A green campaigner has urged Islington politicians to pause plans to rebuild a £600m waste incinerator which will burn rubbish thrown away by people in Islington and across north London.
The North London Waste Authority (NLWA), made up of seven councils – Barnet, Camden, Enfield, Hackney, Haringey, Islington, Waltham Forest – will make a decision on the proposals on 16 December.
The potential rebuild is part of the North London Heat and Power Project.
The incinerator could deal with 700,000 tonnes of waste a year after predictions suggested north London’s waste could reach between 509,000 and 713,000 tonnes by 2050.
The current waste centre in Edmonton was built in 1969 and is nearing the end of its natural life.

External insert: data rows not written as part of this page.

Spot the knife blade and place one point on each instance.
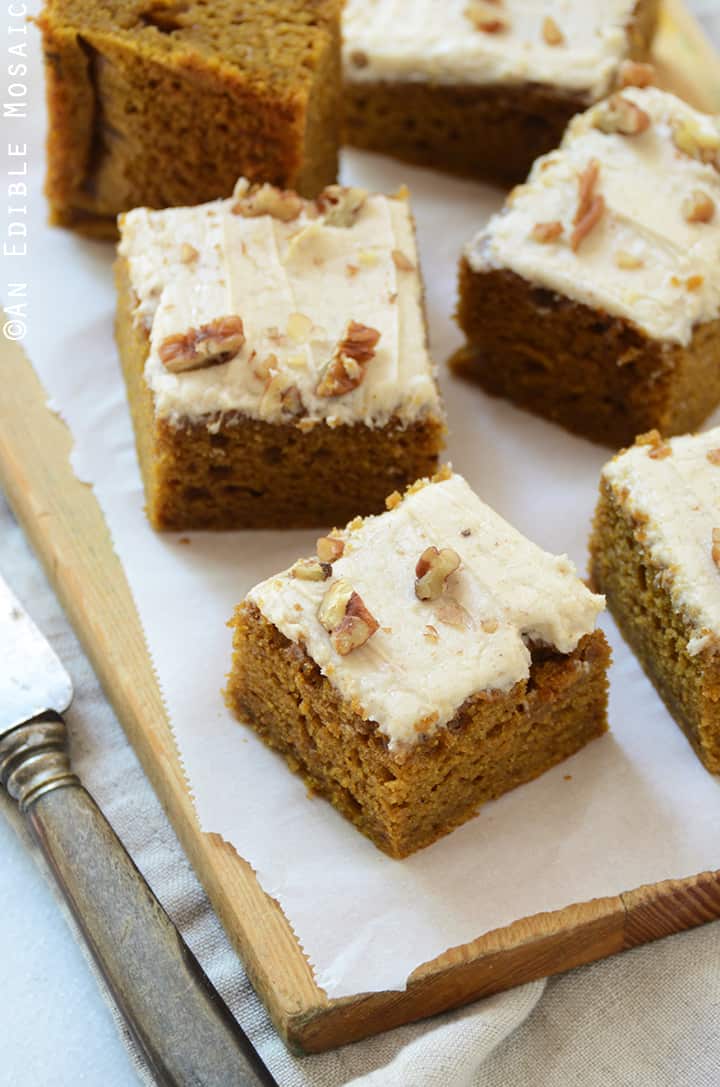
(32, 678)
(186, 1033)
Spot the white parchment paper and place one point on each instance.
(633, 808)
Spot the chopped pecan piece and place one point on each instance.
(346, 370)
(551, 33)
(692, 139)
(311, 570)
(330, 548)
(590, 205)
(267, 200)
(401, 262)
(483, 20)
(716, 546)
(636, 74)
(698, 207)
(340, 205)
(432, 571)
(547, 232)
(188, 253)
(621, 115)
(208, 346)
(346, 619)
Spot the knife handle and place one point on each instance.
(185, 1031)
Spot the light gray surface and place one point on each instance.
(647, 1019)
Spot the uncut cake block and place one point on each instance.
(593, 297)
(425, 661)
(158, 102)
(275, 357)
(655, 552)
(481, 88)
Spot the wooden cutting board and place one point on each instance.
(63, 521)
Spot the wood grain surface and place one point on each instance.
(63, 521)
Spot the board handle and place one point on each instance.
(187, 1034)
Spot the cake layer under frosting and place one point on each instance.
(677, 500)
(643, 261)
(427, 657)
(398, 40)
(296, 285)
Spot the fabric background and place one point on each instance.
(649, 1017)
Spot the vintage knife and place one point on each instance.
(185, 1031)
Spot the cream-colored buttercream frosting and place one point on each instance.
(189, 266)
(398, 40)
(427, 657)
(643, 261)
(677, 498)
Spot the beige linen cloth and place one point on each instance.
(649, 1017)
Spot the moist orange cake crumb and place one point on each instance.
(593, 298)
(482, 88)
(163, 102)
(421, 663)
(275, 357)
(655, 552)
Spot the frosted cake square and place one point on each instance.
(655, 552)
(480, 87)
(275, 355)
(593, 297)
(422, 662)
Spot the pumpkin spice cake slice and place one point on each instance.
(482, 87)
(424, 661)
(593, 298)
(655, 552)
(160, 102)
(275, 357)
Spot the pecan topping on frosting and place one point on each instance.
(188, 253)
(621, 115)
(551, 33)
(694, 140)
(311, 570)
(330, 548)
(346, 370)
(208, 346)
(346, 619)
(591, 205)
(483, 17)
(432, 571)
(256, 200)
(340, 205)
(636, 74)
(698, 207)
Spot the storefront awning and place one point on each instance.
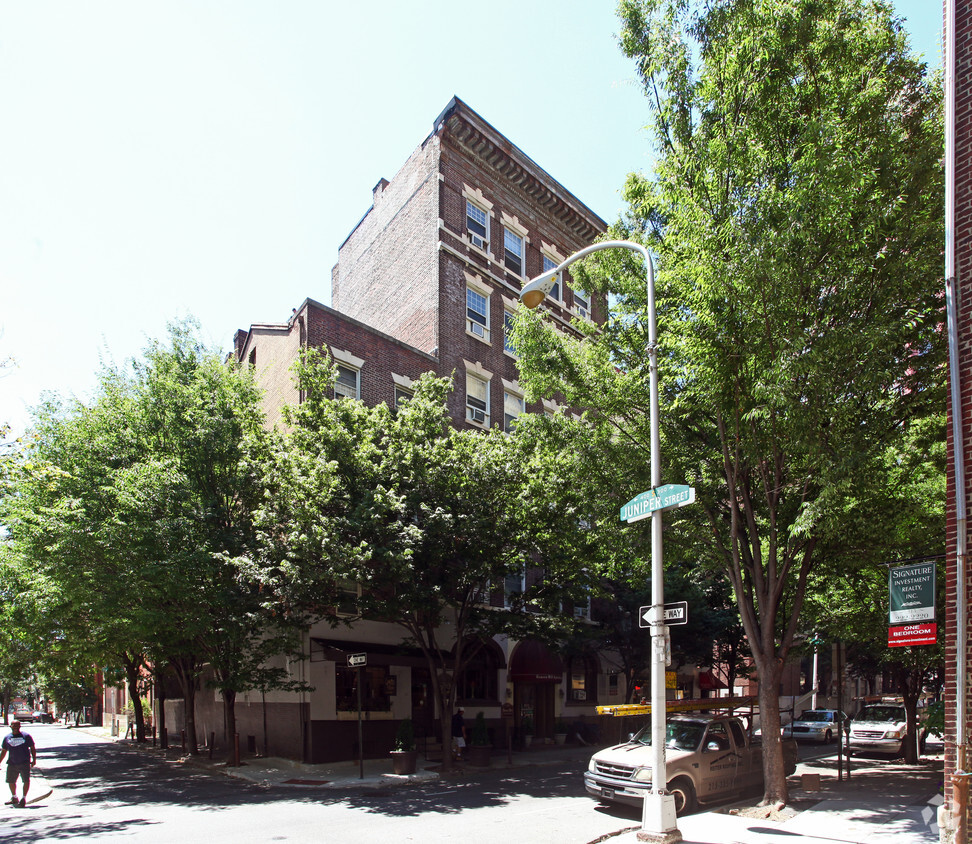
(533, 662)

The new, extended incinerator is expected to run until 2060. Plans also include an education centre and recycling and waste-sorting facilities.

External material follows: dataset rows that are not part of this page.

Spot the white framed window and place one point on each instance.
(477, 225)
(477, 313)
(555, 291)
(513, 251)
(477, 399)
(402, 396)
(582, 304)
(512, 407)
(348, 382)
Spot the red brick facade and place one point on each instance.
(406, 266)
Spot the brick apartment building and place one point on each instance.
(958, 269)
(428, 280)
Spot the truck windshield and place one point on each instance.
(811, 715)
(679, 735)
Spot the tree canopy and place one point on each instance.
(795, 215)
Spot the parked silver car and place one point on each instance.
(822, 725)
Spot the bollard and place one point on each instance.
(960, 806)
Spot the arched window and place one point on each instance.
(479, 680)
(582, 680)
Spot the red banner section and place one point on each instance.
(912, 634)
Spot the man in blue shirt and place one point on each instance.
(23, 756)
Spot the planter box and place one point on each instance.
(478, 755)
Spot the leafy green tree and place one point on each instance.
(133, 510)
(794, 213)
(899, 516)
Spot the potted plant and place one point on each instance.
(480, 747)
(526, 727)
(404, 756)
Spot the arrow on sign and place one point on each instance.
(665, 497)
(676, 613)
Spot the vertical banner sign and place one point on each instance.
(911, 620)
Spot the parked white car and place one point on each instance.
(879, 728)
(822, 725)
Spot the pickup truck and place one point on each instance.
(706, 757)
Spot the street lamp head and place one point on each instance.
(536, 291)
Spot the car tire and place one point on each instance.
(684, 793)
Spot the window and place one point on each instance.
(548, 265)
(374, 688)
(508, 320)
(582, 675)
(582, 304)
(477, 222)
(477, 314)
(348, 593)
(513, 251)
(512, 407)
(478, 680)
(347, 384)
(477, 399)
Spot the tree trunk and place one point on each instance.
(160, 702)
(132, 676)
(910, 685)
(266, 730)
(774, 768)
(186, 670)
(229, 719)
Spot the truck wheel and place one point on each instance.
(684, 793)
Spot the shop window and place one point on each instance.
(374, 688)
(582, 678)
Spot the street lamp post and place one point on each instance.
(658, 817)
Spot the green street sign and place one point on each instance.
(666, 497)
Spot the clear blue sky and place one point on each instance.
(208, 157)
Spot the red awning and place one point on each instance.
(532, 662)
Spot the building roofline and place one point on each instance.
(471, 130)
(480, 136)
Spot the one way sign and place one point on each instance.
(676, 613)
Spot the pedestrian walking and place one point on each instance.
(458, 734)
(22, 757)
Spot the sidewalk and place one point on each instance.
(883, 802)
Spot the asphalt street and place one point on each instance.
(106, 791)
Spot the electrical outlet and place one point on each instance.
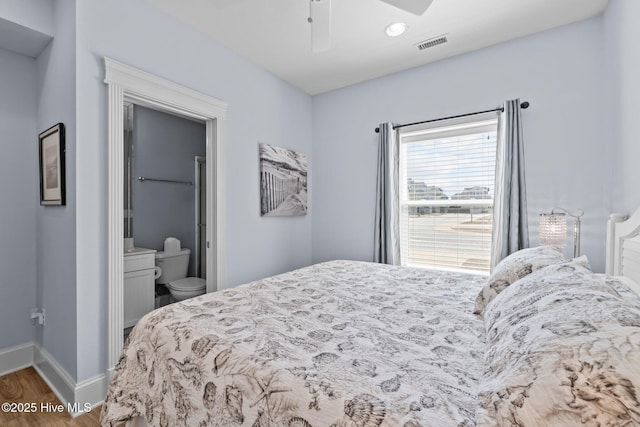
(37, 315)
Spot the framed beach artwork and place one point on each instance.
(283, 181)
(52, 173)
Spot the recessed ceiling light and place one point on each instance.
(396, 29)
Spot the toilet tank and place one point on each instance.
(173, 265)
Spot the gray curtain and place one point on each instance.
(387, 231)
(510, 228)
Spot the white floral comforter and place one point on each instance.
(336, 344)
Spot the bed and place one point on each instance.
(542, 341)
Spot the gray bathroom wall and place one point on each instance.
(165, 147)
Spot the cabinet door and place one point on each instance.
(139, 295)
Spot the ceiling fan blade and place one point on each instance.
(417, 7)
(320, 20)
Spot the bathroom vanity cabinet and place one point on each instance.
(139, 284)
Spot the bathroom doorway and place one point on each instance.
(201, 216)
(125, 83)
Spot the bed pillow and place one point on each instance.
(566, 353)
(514, 267)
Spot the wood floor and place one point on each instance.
(24, 389)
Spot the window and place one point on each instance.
(447, 179)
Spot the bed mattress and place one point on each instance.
(340, 343)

Ben Griffith from Islington Environment Emergency Forum said Islington Council “needs to decide whether it wishes to act over the climate emergency or if it’s going to continue with business as usual on a route that was set years ago”.

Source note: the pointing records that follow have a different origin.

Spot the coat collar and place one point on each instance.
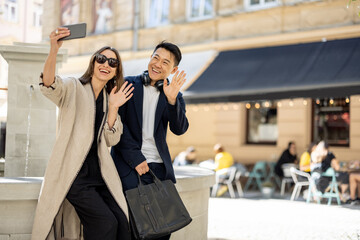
(138, 100)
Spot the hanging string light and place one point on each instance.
(235, 106)
(291, 103)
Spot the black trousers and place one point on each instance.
(99, 213)
(131, 181)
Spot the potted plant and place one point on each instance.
(267, 189)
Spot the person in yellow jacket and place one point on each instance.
(222, 159)
(305, 159)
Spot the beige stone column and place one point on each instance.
(31, 118)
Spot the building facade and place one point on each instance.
(206, 28)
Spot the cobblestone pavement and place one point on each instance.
(252, 218)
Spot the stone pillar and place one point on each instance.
(31, 118)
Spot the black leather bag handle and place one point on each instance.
(157, 182)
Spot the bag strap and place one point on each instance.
(156, 180)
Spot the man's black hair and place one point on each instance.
(171, 48)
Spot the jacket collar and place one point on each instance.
(138, 100)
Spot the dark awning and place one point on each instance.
(321, 69)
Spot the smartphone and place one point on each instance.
(77, 30)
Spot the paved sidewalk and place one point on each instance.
(252, 218)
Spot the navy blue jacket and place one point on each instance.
(127, 153)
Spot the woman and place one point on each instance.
(81, 183)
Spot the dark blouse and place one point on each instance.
(90, 171)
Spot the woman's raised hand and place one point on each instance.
(55, 35)
(117, 99)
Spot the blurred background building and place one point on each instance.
(260, 72)
(20, 21)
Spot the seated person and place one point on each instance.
(288, 156)
(324, 159)
(222, 159)
(354, 183)
(187, 157)
(305, 159)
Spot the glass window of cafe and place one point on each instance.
(331, 121)
(262, 122)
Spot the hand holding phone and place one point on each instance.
(76, 31)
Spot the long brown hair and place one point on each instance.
(117, 80)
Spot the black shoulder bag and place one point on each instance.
(156, 209)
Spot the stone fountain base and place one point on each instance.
(18, 200)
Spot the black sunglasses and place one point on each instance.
(99, 58)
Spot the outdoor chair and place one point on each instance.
(333, 189)
(300, 179)
(240, 171)
(287, 179)
(257, 175)
(272, 177)
(225, 176)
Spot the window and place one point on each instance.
(11, 11)
(260, 4)
(157, 12)
(332, 121)
(37, 15)
(200, 9)
(262, 122)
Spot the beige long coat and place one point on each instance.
(55, 217)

He asked members of Islington’s environment and regeneration scrutiny committee this week: “Do we need an incinerator that’s 30 per cent bigger?”
The existing waste facility takes in rubbish from seven boroughs, covering two million people. It also recycles waste from six of the boroughs.
He said waste has been falling over the last decade and pointed out costs for the new faciliity has gone up to an estimated £648m.
Griffith is also staging a council tax strike, along with fellow Islington resident Jill Ellenby. Together they are withholding £10 from their bill.
They said: “We are horrified at the thought of an even bigger waste incinerator and the carbon emissions and pollution that would result.”
They urged councillors in Islington to come out against the plans, adding: “They must take a stand, not sign the contract and instead institute an effective reduce-reuse-recycle circular economy to deal with our waste.”
The incinerator plans were drawn up between 2013 and 2015, and Griffith told the scrutiny committee: “Everything has changed. Costs have shot up, the need for waste disposal has declined, competing incinerators have been developed, the environmental case for energy from waste has fallen away, and Islington and other councils have declared climate emergencies.”
He asked about the running costs if the incinerator is not kept busy, and about surplus capacity.
He added: “There’s no precedent for carbon capture at large waste incinerators and we are being asked to support the incinerator as if carbon capture is part of the deal.”
Martin Capstick, managing director of NLWA, said the new facility would only take waste from north London and would prevent it going into landfill, where it could potentially leak pollutants into the ground.
He said waste generated in north London “would take 30,000 articulated lorries to transport” if taken to landfill.
Projections suggest that London’s population will grow in the next few years, with more people living in flats, where recycling rates can be harder to achieve.
He explained that carbon capture and storage “is a very rapidly developing area”, with the government’s climate change committee describing it as a “good idea” as it aims for carbon capture by 2040 in the waste sector.
Capstick added: “We are working hard to ensure our facility is capable of including carbon capture and storage.
“The site will have the benefit that it will have the space for the infrastructure because, when we demolish the existing facility, that space will be available and we are in conversation with government about involvement in carbon clusters.
“The government announced that energy from waste facilities will be eligible to be involved in future clusters which means we could get future government engagement.”
He said NLWA is talking to companies involved in carbon storage.
“This is a very rapidly evolving situation,” he went on. “It’s akin to developments around heat pumps, which not long ago were a very esoteric development but are now a core part of the government’s net zero plan.”
Cllr Caroline Russell (Green) said: “Burning solid waste doesn’t get rid of it – every tonne of waste that’s incinerated creates 15-40kg of hazardous waste that requires further treatment, and the incinerator raises the issue of airborne emissions which can cover large distances.”
Committee chair Tricia Clarke (Labour) told Capstick: “I don’t hear you talking about phasing out incinerators. If we are serious about global warming, incineration does not fit into the climate emergency.”